8 Replies
      Latest reply on Jul 14, 2019 6:57 AM by PBK
      rsood@snowbladesoftware Level 1 Level 1 (0 points)

        In what circumstances does iOS require a user to authenticate with their Apple ID prior to making in in-app purchase?

         

        For context, this is my scenario:

         

        My app will offer consumable in-app purchases to a currently logged in user.  The quantity of the purchase will be associated with their username and stored on a server I will be running.  The username may be associated with multiple devices, and multiple usernames may be associated with the same device.

         

        From searching the forums, I have been led to believe that there is no way to find the Apple ID for the App Store that is currently signed in on a device; otherwise I would just require each unique user to use their own Apple ID.  The crux of the question is:  will I be safe in assuming that any user who makes an in-app purchase on a particular device had the authority to use the Apple ID with which the purchase was made?

         

        Thanks for your time.

        • Re: Authentication before purchase
          PBK Level 7 Level 7 (3,155 points)

          >will I be safe in assuming that any user who makes an in-app purchase on a particular device had the authority to use the Apple ID with which the purchase was made?

           

          Yes.

            • Re: Authentication before purchase
              rsood@snowbladesoftware Level 1 Level 1 (0 points)

              Well, that's encouraging, but could you (or someone) justify that statement?

              • Re: Authentication before purchase
                PBK Level 7 Level 7 (3,155 points)

                >will I be safe in assuming that any user who makes an in-app purchase on a particular device had the authority to use the Apple ID with which the purchase was made?

                 

                What exactly is your concern here?  Is it getting your 70% associated with an IAP?  If so, Apple has that covered as best as is possible with any credit card transaction.  They have on file the security code associated with the card (the 3 digit or 4 digit number).   They do not accept a credit card into their system until the credit card issuer authorizes the use of that card by the person presenting themselves as the Apple ID user.  But credit card scams could be creative and get past Apple - in which case Apple will grab back your 70%.

                 

                But if your question is whether Apple requires that you have authority to "use the Apple ID" to make an IAP then the answer is simply "yes" because "use the Apple ID" means little more than "make an IAP".  Therefore, if you can make an IAP then you are, in fact, using the Apple ID.  Apple only allows you to use the Apple ID if they believe you are authorized to use the Apple ID.

                 

                Now, if you are trying to secure something beyond 70% of the IAP price (for example HIPA or otherwise classified information) then whether or not you are authorized to use an Apple ID is not sufficient.   So in this case your question would need to be rephrased.

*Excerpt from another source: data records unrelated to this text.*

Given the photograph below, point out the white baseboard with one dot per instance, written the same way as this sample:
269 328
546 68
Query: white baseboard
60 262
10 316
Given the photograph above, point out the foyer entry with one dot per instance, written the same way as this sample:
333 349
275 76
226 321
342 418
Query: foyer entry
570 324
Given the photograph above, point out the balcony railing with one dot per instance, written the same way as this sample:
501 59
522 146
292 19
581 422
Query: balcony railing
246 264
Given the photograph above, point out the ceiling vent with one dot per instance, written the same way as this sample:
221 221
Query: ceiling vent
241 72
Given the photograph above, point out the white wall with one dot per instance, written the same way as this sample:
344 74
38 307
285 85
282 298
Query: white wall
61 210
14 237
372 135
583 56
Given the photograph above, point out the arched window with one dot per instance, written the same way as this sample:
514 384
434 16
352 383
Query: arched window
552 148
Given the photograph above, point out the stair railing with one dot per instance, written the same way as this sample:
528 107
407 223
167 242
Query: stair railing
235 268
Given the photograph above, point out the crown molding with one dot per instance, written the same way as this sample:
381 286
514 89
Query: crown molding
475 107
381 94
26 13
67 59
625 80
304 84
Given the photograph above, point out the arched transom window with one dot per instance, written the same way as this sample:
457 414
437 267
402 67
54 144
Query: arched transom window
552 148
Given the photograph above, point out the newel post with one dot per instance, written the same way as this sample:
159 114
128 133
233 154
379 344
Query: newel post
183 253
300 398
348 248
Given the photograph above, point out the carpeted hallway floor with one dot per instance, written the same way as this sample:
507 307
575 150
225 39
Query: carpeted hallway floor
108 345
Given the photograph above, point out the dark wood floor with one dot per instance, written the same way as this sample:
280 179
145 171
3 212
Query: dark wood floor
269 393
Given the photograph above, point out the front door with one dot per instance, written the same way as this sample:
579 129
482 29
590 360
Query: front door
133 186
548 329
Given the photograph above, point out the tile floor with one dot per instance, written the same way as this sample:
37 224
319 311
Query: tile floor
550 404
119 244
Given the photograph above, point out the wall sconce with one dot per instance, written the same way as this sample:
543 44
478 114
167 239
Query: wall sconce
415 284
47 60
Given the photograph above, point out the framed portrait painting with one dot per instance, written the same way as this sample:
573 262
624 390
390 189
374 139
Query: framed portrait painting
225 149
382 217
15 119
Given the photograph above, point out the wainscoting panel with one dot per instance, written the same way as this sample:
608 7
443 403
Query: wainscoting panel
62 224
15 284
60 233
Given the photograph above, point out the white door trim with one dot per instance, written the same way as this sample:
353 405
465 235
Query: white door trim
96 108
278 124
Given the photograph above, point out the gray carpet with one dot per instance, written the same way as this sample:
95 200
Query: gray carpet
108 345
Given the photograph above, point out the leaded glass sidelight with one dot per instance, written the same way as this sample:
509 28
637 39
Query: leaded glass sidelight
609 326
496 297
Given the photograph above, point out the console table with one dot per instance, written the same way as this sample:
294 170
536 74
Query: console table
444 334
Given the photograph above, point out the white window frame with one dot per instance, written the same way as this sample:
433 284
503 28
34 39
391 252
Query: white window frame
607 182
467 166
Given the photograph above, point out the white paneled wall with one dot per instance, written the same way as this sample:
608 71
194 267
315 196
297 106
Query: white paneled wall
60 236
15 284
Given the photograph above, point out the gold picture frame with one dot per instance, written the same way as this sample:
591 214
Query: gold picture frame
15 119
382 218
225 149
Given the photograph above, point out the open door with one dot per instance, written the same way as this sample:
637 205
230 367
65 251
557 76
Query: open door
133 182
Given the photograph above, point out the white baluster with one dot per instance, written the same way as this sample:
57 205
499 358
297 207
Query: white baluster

              • Re: Authentication before purchase
                KMT Level 9 Level 9 (14,355 points)

                By default, anyone signed in on a given device is assumed to have authority to use those credentials. As long as the credentials are valid, the login will succeed.

                 

                Once logged in, however, that apple ID is used for purchases according to user configuration (and/or parental controls) in Settings:

                 

                See https://support.apple.com/en-us/HT204030

                You have two password options to choose from with paid and in-app purchases:

                • Always Require: When you make a purchase, you'll always be asked to enter your password, even if you're signed in with your Apple ID.
                • Require After 15 Minutes: When you make a purchase, you'll be asked to enter your password only every 15 minutes.

                 

                Otherwise, there is no challenge scheme to blind test authority vs. credentials used, thus the assumption that by default, if the person inputting those credentials succeeds, they possess the authority to use them.

                 

                I doubt you care about those user-facing details, tho, so... if you're actually asking how to thwart pirates, server-side, that's another topic...feel free to search here on past threads. Otherwise, you are safe in your assumption.

                • Re: Authentication before purchase
                  rsood@snowbladesoftware Level 1 Level 1 (0 points)

                  This app is a game that kids might play with their friends.  The scenario I am trying to avoid is where one kid, who is signed into the device with an Apple ID they do have permission to pay with, logs out of their game account (but not their Apple ID) and passes the game off to a friend who logs in with their own game account, but then makes an in-app purchase with the Apple ID of the first kid.

                   

                  In the case a password is required for the Apple ID every time, this is no problem; if they have set it to only require every 15 minutes, it might be.  I guess I can mitigate this by tracking the time since the last in-app purchase, and if a game user logs out less than 15 minutes since that time, warn them to be sure their Apple ID isn't misused.

                   

                  Thanks for your replies, you all.